What's that mean? It means BC's pitching better show up and perform as it should. A poor outing would be devastating in the court of public opinion, even against a good-hitting statistical team if that team hasn't played anybody.
On The Bump
If Harvard's going to lose this game, it's because their pitching staff, quite honestly, stinks. The majority of the Crimson's pitching staff's been roughed up badly this year, and only three pitchers have ERAs under 3.00. Kevin Rex has 13 innings on his arm in six appearances, and his 2-0 record, 0.69 ERA is impressive considering his limited work. After him, Joey Sliepka and Shaun (No Relation) Rubin haven't allowed a run, but they've combined for three innings of work.

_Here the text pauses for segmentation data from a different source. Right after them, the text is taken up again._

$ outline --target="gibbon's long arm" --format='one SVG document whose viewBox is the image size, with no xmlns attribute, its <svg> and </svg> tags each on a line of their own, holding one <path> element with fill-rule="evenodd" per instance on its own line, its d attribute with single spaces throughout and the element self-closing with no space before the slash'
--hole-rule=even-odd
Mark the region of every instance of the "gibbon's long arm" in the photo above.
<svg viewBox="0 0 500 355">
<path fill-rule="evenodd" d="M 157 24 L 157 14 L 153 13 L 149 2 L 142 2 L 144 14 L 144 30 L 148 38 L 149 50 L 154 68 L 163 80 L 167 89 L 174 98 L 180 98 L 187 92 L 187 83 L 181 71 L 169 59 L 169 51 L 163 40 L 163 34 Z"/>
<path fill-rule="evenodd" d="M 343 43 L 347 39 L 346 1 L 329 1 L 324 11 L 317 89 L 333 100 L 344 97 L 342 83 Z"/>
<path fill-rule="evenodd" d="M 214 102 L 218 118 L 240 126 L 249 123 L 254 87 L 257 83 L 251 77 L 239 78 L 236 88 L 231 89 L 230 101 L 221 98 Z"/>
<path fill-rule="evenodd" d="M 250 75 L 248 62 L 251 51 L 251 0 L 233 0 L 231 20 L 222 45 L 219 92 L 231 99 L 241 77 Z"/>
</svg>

There's a lot of bloated numbers on this staff, which is a problem. Also a problem is the Ivy League schedule - because the weekend involves four seven-inning games, the Crimson have to have four starters. That shortens the back end of the bullpen. That the pitching staff struggles and lacks the middle relief is going to be something that plays into a strong BC lineup.
Without Chris Shaw in the regular lineup, we maybe shouldn't expect BC to cream the ball the way they could clear bases before. But expect a fine showing regardless. This Eagle lineup, top to bottom, might be among the best at the dish in comparison to some of the ones we've seen. I believe they're starting to adjust to life without Shaw, and this will go a long way to building that on-the-fly foundation.
UCF is at Miami in a game between ranked Florida-based teams. I'd keep an eye on that one.
Charlotte is at NC State in what might be a trap game, and UNC-Asheville heads to Chapel Hill to take on the Tar Heels.
Music To Listen To As You Sip Brandy For The Harvard Game
Sixx A.M. - This Is Gonna Hurt.
I hate losing to Harvard. So either lower some hurt on them or face the pain yourself.
Fun Fact Of The Week
Back when the regionals were played out with Districts in the 60s and 70s, Harvard went to four College World Series between 1968 and 1974. That included back-to-back appearances in '73 and '74.
In 1968, their coach infamously threatened to accelerate his retirement if the NCAA didn't reschedule around the Harvard exam schedule. The NCAA relented (I have no idea why), and Harvard went onto win their regional.
Harvard - always changing the rules to what best suits them because they're goddamned Harvard and do what they want, that's why.
I hate losing to Harvard. Did I mention that already?
I think the Crimson's pitching staff is bad enough to allow the Eagles a good shot to really do some damage. This one gets ugly, but BC pulls away with a win.